Plays just fine for me with YAOSM 1.7, I didn't patch the ISO but I do have region unlocking enabled with the chip.  Most of the in game text is garbled, not that it matters.  Menus and stuff are all fine.

Seems to have a similar interface to what we can expect with Metroid Prime 3 with the lock on and free fire thing.


----------



## sekhu (Jul 26, 2007)

so to confirm for pal users, the game works fine on pal machines with the wii brickblocker ?


----------



## florkie2000 (Jul 26, 2007)

i heard on wiikey that no grabled text if the iso is unpatched , but grabled text if patch with wiibrickblocker


----------



## xbandaidx (Jul 27, 2007)

Just heads up, looking around for more information on this title, it would appear as far as the US release information states that this game is Japan Only.  Of course this could change, however as of now its JPN only.


----------



## mr_ding (Jul 27, 2007)

Wii-NTSC with Wiikey, using ISO (non-patched), black text box shows up with garbled text (instead of the actual Japanese text)


----------



## nezura (Jul 27, 2007)

i got garbled text in the tutorial of the game but other than that, the main story game works great and im using wiikey, non patched game on a US wii.

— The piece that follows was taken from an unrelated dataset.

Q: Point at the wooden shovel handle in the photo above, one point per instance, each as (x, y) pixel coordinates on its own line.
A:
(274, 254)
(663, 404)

so it works for NTSC no brick.


----------



## biga55 (Jul 28, 2007)

Wiifree was a no go but with wiikey the nonpatched iso worked like a charm on a US wii, although the tutorial had garbled text.


----------



## SlyGuy (Jul 29, 2007)

Is it a fun game, though?  Is it multiplayer?  Would you recommend it?

P.S. Thanks Hooya for your answer.


----------



## Gitaroo (Jul 31, 2007)

played in on US Wii with wiikey, works fine with a patched(wiiblocker) and non patch version. Text are messed up probably because its not using the Japanese Text encoding while you play it on the US system.


----------



## biga55 (Jul 31, 2007)

QUOTE(SlyGuy @ Jul 29 2007 said:


> Is it a fun game, though?Â Is it multiplayer?Â Would you recommend it?


It's ok, kinda gets repetitive after a while.  The shooting with the lock on system is much better than the crappy Red Steel type.

There are VS and coop modes.


----------



## Kaphis (Aug 1, 2007)

anyone know how to coop modes work?


----------



## flobo (Aug 14, 2007)

The message on black screen just jay "please connect nunchuk in japanese" lol . I stayed stuck there for a while.


----------



## Lappiedoo (Aug 23, 2007)

Tried it on my Wii today and it works for Pal

Regionfrii > WiiBrickBlocker

You just see a slight bar on the bottom thats brighter than the rest and it doesnt fade out when its supposed to. But it doesnt bother the gameplay at all.


----------



## pig098 (Sep 16, 2007)

is it ever gonna be released in US?


----------



## alexdb (Jan 27, 2009)

shaunj66 said:
			
		

> ^^wiirelease-0261^^


excuse bad english in primis... so... i've read this on topic... "Release Name  	Mobile_Suit_Gundam_MS_Sensen _0079_JPN_WII-DMZ
Filename 	dmz-msgs
Dump Size 	90 x 50MB"

but i don't know ho to catch the link... i'm a newbee or i'm so so blind?

tol


----------